There are also special challenges for the newly certificated, but inexperienced, flight instructor (CFI). The CFI performs one of the most vital and influential roles in aviation and, just as in medicine, the work can have life and death consequences. But while the medical profession uses internship and residency programs to provide supervised real world training for newly graduated MDs, newly certificated flight instructors – like new instrument pilots – are mostly left to learn on their own.

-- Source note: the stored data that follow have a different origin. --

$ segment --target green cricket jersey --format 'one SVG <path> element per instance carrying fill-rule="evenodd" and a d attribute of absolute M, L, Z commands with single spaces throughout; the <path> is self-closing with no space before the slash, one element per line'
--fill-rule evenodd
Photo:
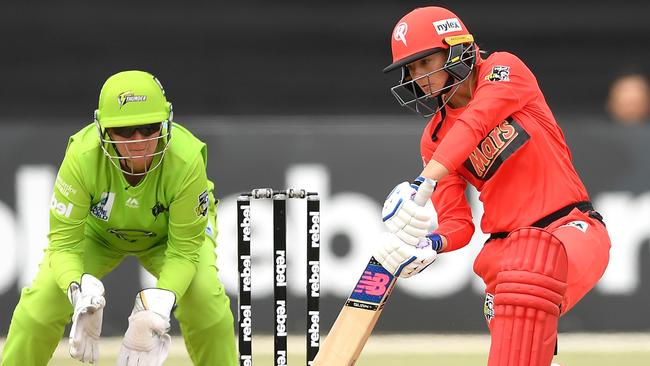
<path fill-rule="evenodd" d="M 176 123 L 171 136 L 162 164 L 135 187 L 102 152 L 94 124 L 70 138 L 54 186 L 48 235 L 49 264 L 63 291 L 84 273 L 82 243 L 89 238 L 118 255 L 166 245 L 157 286 L 174 291 L 177 299 L 183 296 L 206 233 L 216 236 L 207 219 L 215 208 L 205 144 Z"/>

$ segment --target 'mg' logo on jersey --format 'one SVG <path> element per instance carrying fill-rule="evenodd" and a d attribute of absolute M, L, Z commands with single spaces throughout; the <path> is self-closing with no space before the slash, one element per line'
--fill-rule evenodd
<path fill-rule="evenodd" d="M 196 208 L 194 209 L 194 211 L 196 212 L 196 216 L 207 216 L 208 206 L 210 205 L 210 201 L 208 200 L 207 189 L 201 192 L 201 194 L 199 194 L 198 201 L 199 201 L 199 205 L 196 206 Z"/>
<path fill-rule="evenodd" d="M 529 139 L 526 130 L 510 117 L 481 140 L 463 166 L 476 178 L 486 181 Z"/>

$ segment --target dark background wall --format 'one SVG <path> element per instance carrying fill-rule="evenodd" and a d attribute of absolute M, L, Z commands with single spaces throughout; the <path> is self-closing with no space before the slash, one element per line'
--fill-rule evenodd
<path fill-rule="evenodd" d="M 388 88 L 397 20 L 428 1 L 2 2 L 6 117 L 91 116 L 102 82 L 156 74 L 182 115 L 401 113 Z M 650 2 L 455 1 L 485 50 L 536 73 L 560 113 L 602 113 L 611 78 L 650 56 Z"/>

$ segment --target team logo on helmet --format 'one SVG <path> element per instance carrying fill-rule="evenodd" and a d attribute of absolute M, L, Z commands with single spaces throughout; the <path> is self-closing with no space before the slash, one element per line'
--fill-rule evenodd
<path fill-rule="evenodd" d="M 117 103 L 120 105 L 120 108 L 122 108 L 126 103 L 144 102 L 146 100 L 146 95 L 135 95 L 132 91 L 125 91 L 117 96 Z"/>
<path fill-rule="evenodd" d="M 404 43 L 404 46 L 406 46 L 406 32 L 408 29 L 409 26 L 406 24 L 406 22 L 399 23 L 395 26 L 395 30 L 393 31 L 393 38 L 395 38 L 395 40 L 398 42 Z"/>
<path fill-rule="evenodd" d="M 456 32 L 463 30 L 463 27 L 460 25 L 458 18 L 449 18 L 433 22 L 433 26 L 436 28 L 438 34 L 445 34 L 449 32 Z"/>

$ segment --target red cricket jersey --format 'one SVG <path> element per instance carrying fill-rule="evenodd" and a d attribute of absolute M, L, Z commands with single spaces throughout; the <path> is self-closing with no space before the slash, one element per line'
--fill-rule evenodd
<path fill-rule="evenodd" d="M 480 192 L 485 233 L 530 226 L 569 204 L 587 201 L 587 190 L 573 164 L 537 80 L 516 56 L 498 52 L 476 66 L 473 97 L 463 108 L 438 112 L 422 134 L 423 162 L 431 158 L 450 174 L 438 182 L 432 201 L 436 230 L 446 251 L 461 248 L 474 232 L 465 199 L 467 182 Z"/>

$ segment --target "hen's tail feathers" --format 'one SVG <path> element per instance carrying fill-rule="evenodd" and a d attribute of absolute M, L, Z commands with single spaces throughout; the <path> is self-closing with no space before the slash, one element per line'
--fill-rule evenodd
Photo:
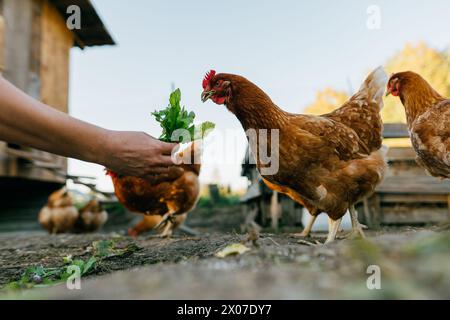
<path fill-rule="evenodd" d="M 380 66 L 367 76 L 358 93 L 354 97 L 359 99 L 364 97 L 369 100 L 375 100 L 381 108 L 383 107 L 383 96 L 387 82 L 388 75 L 384 71 L 384 68 Z"/>

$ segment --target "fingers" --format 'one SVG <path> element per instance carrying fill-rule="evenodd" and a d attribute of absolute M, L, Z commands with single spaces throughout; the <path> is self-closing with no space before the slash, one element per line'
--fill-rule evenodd
<path fill-rule="evenodd" d="M 172 150 L 178 146 L 177 143 L 167 143 L 167 142 L 160 142 L 161 145 L 161 153 L 163 155 L 170 155 L 172 154 Z"/>
<path fill-rule="evenodd" d="M 160 173 L 169 173 L 169 167 L 150 167 L 148 169 L 148 174 L 160 174 Z"/>
<path fill-rule="evenodd" d="M 152 168 L 141 178 L 149 179 L 152 183 L 158 184 L 169 179 L 169 168 Z"/>
<path fill-rule="evenodd" d="M 161 166 L 173 166 L 174 165 L 174 162 L 170 155 L 169 156 L 161 156 L 160 161 L 158 161 L 158 163 Z"/>
<path fill-rule="evenodd" d="M 147 172 L 148 174 L 174 174 L 177 175 L 180 172 L 183 172 L 184 169 L 179 166 L 169 166 L 169 167 L 150 167 L 148 168 Z"/>
<path fill-rule="evenodd" d="M 153 168 L 151 169 L 153 170 Z M 159 172 L 148 172 L 143 178 L 150 179 L 153 184 L 158 184 L 163 181 L 172 181 L 177 179 L 184 173 L 184 169 L 181 167 L 168 167 L 168 168 L 157 168 L 156 171 Z"/>

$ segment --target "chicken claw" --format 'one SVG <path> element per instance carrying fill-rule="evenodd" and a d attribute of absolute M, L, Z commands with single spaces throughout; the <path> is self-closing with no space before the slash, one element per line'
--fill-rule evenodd
<path fill-rule="evenodd" d="M 355 239 L 355 238 L 366 238 L 366 235 L 364 234 L 363 229 L 367 229 L 367 226 L 359 223 L 358 221 L 358 213 L 356 212 L 355 206 L 351 206 L 349 208 L 350 216 L 352 219 L 352 231 L 350 231 L 348 234 L 346 234 L 343 238 L 344 239 Z"/>
<path fill-rule="evenodd" d="M 309 218 L 308 224 L 306 225 L 305 229 L 303 229 L 303 231 L 301 233 L 293 233 L 291 234 L 291 236 L 295 237 L 295 238 L 308 238 L 310 233 L 311 233 L 311 229 L 314 225 L 314 222 L 316 221 L 317 216 L 311 216 L 311 218 Z"/>
<path fill-rule="evenodd" d="M 169 220 L 170 220 L 170 218 L 169 218 Z M 163 232 L 161 232 L 161 234 L 158 234 L 159 238 L 170 238 L 172 236 L 173 227 L 172 227 L 172 224 L 169 224 L 168 222 L 166 223 L 166 226 L 164 227 Z M 171 220 L 170 220 L 170 222 L 173 223 Z"/>
<path fill-rule="evenodd" d="M 338 220 L 333 220 L 331 218 L 328 218 L 328 237 L 325 241 L 325 244 L 328 244 L 330 242 L 333 242 L 336 239 L 336 234 L 339 231 L 339 227 L 341 226 L 342 218 Z"/>

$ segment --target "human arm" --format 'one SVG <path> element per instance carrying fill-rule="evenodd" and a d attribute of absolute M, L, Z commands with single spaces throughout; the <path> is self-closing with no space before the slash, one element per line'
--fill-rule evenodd
<path fill-rule="evenodd" d="M 107 130 L 73 118 L 0 77 L 0 140 L 145 177 L 172 165 L 174 144 L 143 132 Z"/>

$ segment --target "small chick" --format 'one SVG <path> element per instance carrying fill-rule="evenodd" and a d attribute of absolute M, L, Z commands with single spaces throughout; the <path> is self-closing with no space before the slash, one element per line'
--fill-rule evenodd
<path fill-rule="evenodd" d="M 92 199 L 80 210 L 79 228 L 82 232 L 97 231 L 107 220 L 108 213 L 97 199 Z"/>
<path fill-rule="evenodd" d="M 51 234 L 70 232 L 78 219 L 78 210 L 64 187 L 53 192 L 39 212 L 39 223 Z"/>
<path fill-rule="evenodd" d="M 172 217 L 172 221 L 167 221 L 165 224 L 161 224 L 164 219 L 162 216 L 144 216 L 133 228 L 128 229 L 128 235 L 131 237 L 137 237 L 141 233 L 156 230 L 160 237 L 170 237 L 173 230 L 178 228 L 186 220 L 187 213 L 176 215 Z"/>

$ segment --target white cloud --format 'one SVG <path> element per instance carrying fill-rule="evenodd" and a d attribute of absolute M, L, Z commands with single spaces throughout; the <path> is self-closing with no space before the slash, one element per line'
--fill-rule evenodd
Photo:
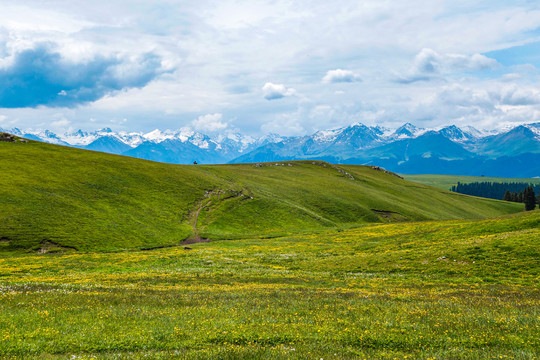
<path fill-rule="evenodd" d="M 497 65 L 496 60 L 480 54 L 439 54 L 432 49 L 422 49 L 416 55 L 411 69 L 404 75 L 398 75 L 397 81 L 413 83 L 453 72 L 493 69 Z"/>
<path fill-rule="evenodd" d="M 514 81 L 522 79 L 522 77 L 523 76 L 521 74 L 517 74 L 517 73 L 505 74 L 502 76 L 501 81 L 514 82 Z"/>
<path fill-rule="evenodd" d="M 126 118 L 122 118 L 122 119 L 110 119 L 109 122 L 111 124 L 118 124 L 118 125 L 122 125 L 122 124 L 125 124 L 127 123 L 128 119 Z"/>
<path fill-rule="evenodd" d="M 540 92 L 534 87 L 492 81 L 443 86 L 414 106 L 401 109 L 400 116 L 426 127 L 456 124 L 493 129 L 501 124 L 538 121 L 539 110 Z"/>
<path fill-rule="evenodd" d="M 355 74 L 354 72 L 350 70 L 342 70 L 342 69 L 336 69 L 336 70 L 330 70 L 326 73 L 326 75 L 322 78 L 322 82 L 324 84 L 329 83 L 350 83 L 355 81 L 362 81 L 360 76 L 358 74 Z"/>
<path fill-rule="evenodd" d="M 53 121 L 51 123 L 51 126 L 54 128 L 64 128 L 68 126 L 69 124 L 71 124 L 71 121 L 69 121 L 68 119 L 62 118 L 60 120 Z"/>
<path fill-rule="evenodd" d="M 279 114 L 275 119 L 264 123 L 261 130 L 266 134 L 302 135 L 306 132 L 306 128 L 301 124 L 301 120 L 297 115 L 297 113 Z"/>
<path fill-rule="evenodd" d="M 497 61 L 484 55 L 439 54 L 432 49 L 422 49 L 414 59 L 414 70 L 419 73 L 449 73 L 494 68 Z"/>
<path fill-rule="evenodd" d="M 433 98 L 430 107 L 441 107 L 451 114 L 466 109 L 499 111 L 508 106 L 540 105 L 540 91 L 532 87 L 517 87 L 505 83 L 491 83 L 488 88 L 453 84 L 443 87 Z M 453 110 L 454 109 L 454 110 Z"/>
<path fill-rule="evenodd" d="M 201 115 L 191 122 L 191 125 L 200 131 L 215 132 L 226 129 L 229 124 L 223 121 L 222 114 Z"/>
<path fill-rule="evenodd" d="M 534 88 L 510 86 L 494 93 L 493 99 L 502 105 L 527 106 L 540 104 L 540 91 Z"/>
<path fill-rule="evenodd" d="M 264 84 L 262 91 L 266 100 L 276 100 L 296 94 L 296 90 L 293 88 L 288 88 L 283 84 L 273 84 L 270 82 Z"/>

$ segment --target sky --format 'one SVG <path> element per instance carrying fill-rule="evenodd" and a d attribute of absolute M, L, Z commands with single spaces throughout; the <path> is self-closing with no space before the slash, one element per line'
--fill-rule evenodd
<path fill-rule="evenodd" d="M 2 0 L 0 127 L 540 121 L 536 0 Z"/>

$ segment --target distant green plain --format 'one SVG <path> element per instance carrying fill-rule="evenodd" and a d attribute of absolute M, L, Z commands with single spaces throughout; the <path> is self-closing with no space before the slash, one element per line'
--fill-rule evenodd
<path fill-rule="evenodd" d="M 458 182 L 468 184 L 473 182 L 495 182 L 495 183 L 528 183 L 540 185 L 539 178 L 502 178 L 486 176 L 464 176 L 464 175 L 401 175 L 406 180 L 420 184 L 435 186 L 439 189 L 450 190 Z"/>

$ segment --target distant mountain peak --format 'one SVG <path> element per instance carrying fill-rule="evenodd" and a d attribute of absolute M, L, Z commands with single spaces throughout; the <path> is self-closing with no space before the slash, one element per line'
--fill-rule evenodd
<path fill-rule="evenodd" d="M 475 138 L 474 135 L 472 135 L 469 132 L 464 131 L 463 129 L 457 127 L 456 125 L 450 125 L 450 126 L 444 127 L 441 130 L 439 130 L 438 133 L 455 142 L 469 141 Z"/>
<path fill-rule="evenodd" d="M 357 122 L 354 122 L 352 123 L 351 125 L 347 126 L 349 128 L 352 128 L 352 127 L 361 127 L 361 128 L 365 128 L 367 127 L 366 125 L 364 125 L 363 123 L 357 121 Z"/>
<path fill-rule="evenodd" d="M 411 130 L 415 130 L 415 129 L 416 129 L 416 126 L 414 126 L 414 125 L 411 124 L 410 122 L 407 122 L 407 123 L 401 125 L 401 126 L 399 127 L 399 129 L 411 129 Z M 399 130 L 399 129 L 398 129 L 398 130 Z"/>
<path fill-rule="evenodd" d="M 88 136 L 88 133 L 86 131 L 82 131 L 81 129 L 74 131 L 72 133 L 65 133 L 64 135 L 69 136 Z"/>
<path fill-rule="evenodd" d="M 407 138 L 407 137 L 415 137 L 417 135 L 420 135 L 422 132 L 422 128 L 417 128 L 411 123 L 405 123 L 401 125 L 399 128 L 394 131 L 394 136 L 398 138 Z"/>
<path fill-rule="evenodd" d="M 534 131 L 532 131 L 528 126 L 525 125 L 519 125 L 515 128 L 511 129 L 510 131 L 506 132 L 506 134 L 525 134 L 526 136 L 535 136 L 536 134 Z"/>
<path fill-rule="evenodd" d="M 165 140 L 171 140 L 175 138 L 175 134 L 171 130 L 160 130 L 155 129 L 143 135 L 144 139 L 147 141 L 152 141 L 155 143 L 160 143 Z"/>
<path fill-rule="evenodd" d="M 50 130 L 45 130 L 43 131 L 43 134 L 47 137 L 51 137 L 51 138 L 58 138 L 58 135 L 56 135 L 55 133 L 53 133 L 52 131 Z"/>

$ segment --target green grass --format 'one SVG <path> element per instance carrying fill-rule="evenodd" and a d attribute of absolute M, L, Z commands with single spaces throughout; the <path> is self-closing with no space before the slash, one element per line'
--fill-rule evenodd
<path fill-rule="evenodd" d="M 8 249 L 173 246 L 195 237 L 195 219 L 197 235 L 216 240 L 522 210 L 369 167 L 311 161 L 181 166 L 38 142 L 0 142 L 0 161 L 0 239 Z"/>
<path fill-rule="evenodd" d="M 540 211 L 190 246 L 5 251 L 0 357 L 540 356 Z"/>
<path fill-rule="evenodd" d="M 473 182 L 497 182 L 497 183 L 529 183 L 540 184 L 539 178 L 502 178 L 485 176 L 464 176 L 464 175 L 402 175 L 409 181 L 414 181 L 424 185 L 435 186 L 440 189 L 449 190 L 458 182 L 468 184 Z"/>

Many professions besides medicine use forms of mentoring to help newly-trained novices transition from real-world application of “book” knowledge and basic skills. Teacher certification boards require a stint of student teaching that pairs the novice with an experienced classroom instructor for both observation and supervised application of knowledge and skills. Mentoring in aviation generally takes place in the airline environment, which pairs experienced pilots with junior crew members.
Unfortunately, general aviation (GA) instrument pilots and flight instructors do not typically have regular or structured opportunities to fly with more experienced aviators. Because such opportunities could provide a major safety benefit to the GA community, this guide provides ideas and suggested mentoring practices that instructors and flight schools can use to help bridge the gap between training and experience.